A sentença foi lida pelo juiz Gyordano Weschenfelder Bordignon para um público e familiares, amigos e colegas de trabalho de Lindolfo, que acompanharam todo o julgamento no Fórum de São João do Triunfo, região Sul do Paraná. Lindolfo foi morto no dia 1º de maio de 2021, aos 25 anos, e teve seu corpo totalmente carbonizado. A sentença confirmou a acusação de que se tratou de crime de ódio contra uma pessoa LGBT.  

Com cartazes estampando o rosto de Lindolfo e as cores do arco-íris, em referência à luta contra a homofobia, cerca de 20 pessoas organizaram um protesto silencioso em frente ao Fórum, antes do início da sessão. Acompanharam o júri militantes do MST e da Escola Latino Americana de Agroecologia (ELAA), da APP Sindicato, além de um representante da secretaria nacional LGBTQIA+ do Ministério dos Direitos Humanos, Hiago Mendes Guimarães. 

Mobilização realizada nesta terça, em frente ao Fórum de São João do Triunfo. Foto: Wellington Lenon/MST-PR

João Alberto Pereira kosmaski, irmão de Lindolfo, acompanhou todo o júri ao lado dos pais e outros irmãos. “Foi muito sofrido, tanto para mim, quanto para família. Nós achamos que o condenado podia ter pego mais tempo de sentença, mas não somos nós que decidimos isso. Estamos um pouco mais aliviados sabendo que o verdadeiro culpado está sobre as grades”, enfatizou o jovem. 

“Nós temos sede de justiça. Ela não trará os nossos mortos de volta, mas poderá responsabilizar os culpados diretos e os responsáveis ideológicos, por mostrar que a homofobia é estrutural, e que está arraigada na nossa sociedade, e que vitimiza muitas e muitas pessoas todos os dias”, afirmou Vinicius Oliveira, integrante da direção do MST do Paraná pelo Coletivo LGBTI+, atualmente integrante da coordenação pedagógica da ELAA, onde foi colega de Lindolfo, quando cursaram Licenciatura em Educação do Campo. 

A importância da sentença torna-se ainda maior diante do contexto de injustiça em outros casos de homofobia ocorridos na região, sequer tiveram julgamento. “Toda a defesa do acusado foi pautada em uma moralidade e um conservadorismo que não é novo pra nós, LGBTs, quando um de nós é assassinado.

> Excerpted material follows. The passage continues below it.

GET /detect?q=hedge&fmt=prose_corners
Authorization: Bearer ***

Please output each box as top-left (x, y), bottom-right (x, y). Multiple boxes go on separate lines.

Contudo, não foi suficiente e o júri teve a percepção da gravidade do caso e a evidente culpa do assassino”. 

Micheli Toporowicz, advogada que atuou como assistente de acusação no processo, relata o que viveu ao acompanhar o caso de perto: “Foi uma experiência dolorosa. Nestes dois anos eu consegui acompanhar o sofrimento da família com a falta do Lindolfo, porque ele era um provedor e, além disso, era a referência familiar. Por outro lado, foi uma experiência maravilhosa pelo que pude aprender sobre o amor pela bandeira social que o Lindolfo levantava”. 

Entre os argumentos para ampliação da pena do acusado está a homofobia, “pois o motivo do crime foi para ocultar a orientação sexual ou bissexual do acusado, assim a homofobia é a aversão ou rejeição por todo tipo de orientação sexual não-heterossexual, bem como a rejeição de certas pessoas a seus próprios desejos”, conforme explica a advogada. 

Toporowicz avalia a sentença como justa, em termos processuais, por ter sido considerado homicídio triplamente qualificado, por motivo fútil, meio cruel e recurso que dificultou a defesa da vítima. Robson tem 22 anos e estava preso desde o início das investigações. 

Vida de Lindolfo

Lindolfo nasceu no dia 11 de setembro de 1995, no município de São João do Triunfo, no estado do Paraná, em uma comunidade camponesa de pequenos agricultores e agricultoras, chamada Coxilhão de Santa Rosa.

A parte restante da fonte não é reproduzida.